Secondo alcuni c’è una disfunzionalità strutturale nell’ECOWAS: i governi dei paesi membri hanno di fatto impedito all’organizzazione di essere sufficientemente indipendente e di adempiere al proprio mandato, non applicando le regole che si erano dati all’inizio (è una cosa che succede abbastanza di frequente quando si parla di organizzazioni regionali che richiedono che gli stati cedano parte della propria sovranità). L’ECOWAS si trova dunque ora in mezzo a uno scontro tra leader civili la cui legittimità in parte si sta logorando e leader militari che, nel frattempo, si sono dimostrati abili nel farsi strada.
La giunta militare del Niger sta di fatto dicendo al blocco dell’Africa occidentale che resisterà a qualsiasi tentativo di restituire il potere al deposto presidente nigerino Bazoum, sebbene nelle ultime ore sembra essersi dichiarata disponibile a un tentativo di negoziazione. Ma ha anche definito «illegali, disumane e umilianti» le sanzioni imposte dall’ECOWAS al Niger e ha riferito, senza dare molti altri dettagli, che accuserà il deposto presidente Bazoum di alto tradimento.
Prima della riunione di giovedì dell’ECOWAS, la giunta del Niger aveva annullato un incontro diplomatico che era in programma tra i militari nigerini e l’organizzazione. Una delegazione dell’ECOWAS sarebbe dovuta andare a Niamey, la capitale del Niger, ma la visita è stata sospesa per motivi di sicurezza: «L’attuale contesto di rabbia e rivolta delle popolazioni a seguito delle sanzioni imposte dall’ECOWAS non consente l’accoglienza della suddetta delegazione nella serenità e sicurezza richieste».
L’annullamento della visita, confermato poco dopo dalla stessa ECOWAS, si è aggiunto a un altro segnale dato dai nuovi vertici nigerini: la giunta militare, tra mercoledì 9 agosto e giovedì 10 agosto, ha annunciato di aver formato un governo guidato dal primo ministro Ali Mahaman Lamine Zeine, un economista, e con dei generali responsabili del colpo di stato ai ministeri della Difesa e dell’Interno.
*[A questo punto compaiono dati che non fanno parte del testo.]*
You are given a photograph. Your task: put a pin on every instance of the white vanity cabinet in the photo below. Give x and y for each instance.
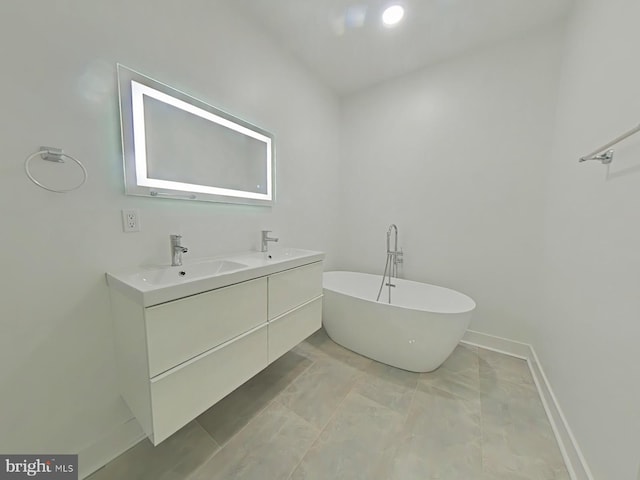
(176, 359)
(295, 307)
La mossa potrebbe far pensare che la giunta stia già pianificando la transizione verso un governo democratico, rendendo di fatto irrilevante le posizioni e le richieste dell’ECOWAS: «Tutti gli sforzi diplomatici intrapresi dall’ECOWAS per risolvere la crisi sono stati respinti con aria di sfida dai leader militari» ha dovuto ammettere l’organizzazione nella dichiarazione finale di giovedì.
Per alcuni, la recente posizione dell’ECOWAS è invece sensata. Il politologo Niagalé Bagayoko ha detto: «L’organismo si sta concedendo tempo e sta guadagnando credibilità. Continua a favorire un esito pacifico, mentre inizia a mobilitarsi militarmente, il che consentirà di addossare interamente ai golpisti la responsabilità del fallimento di un percorso negoziale. Se nel frattempo si troverà una soluzione politica, l’ECOWAS potrà mostrare all’opinione pubblica di avere delle reali capacità e di averle messe in campo».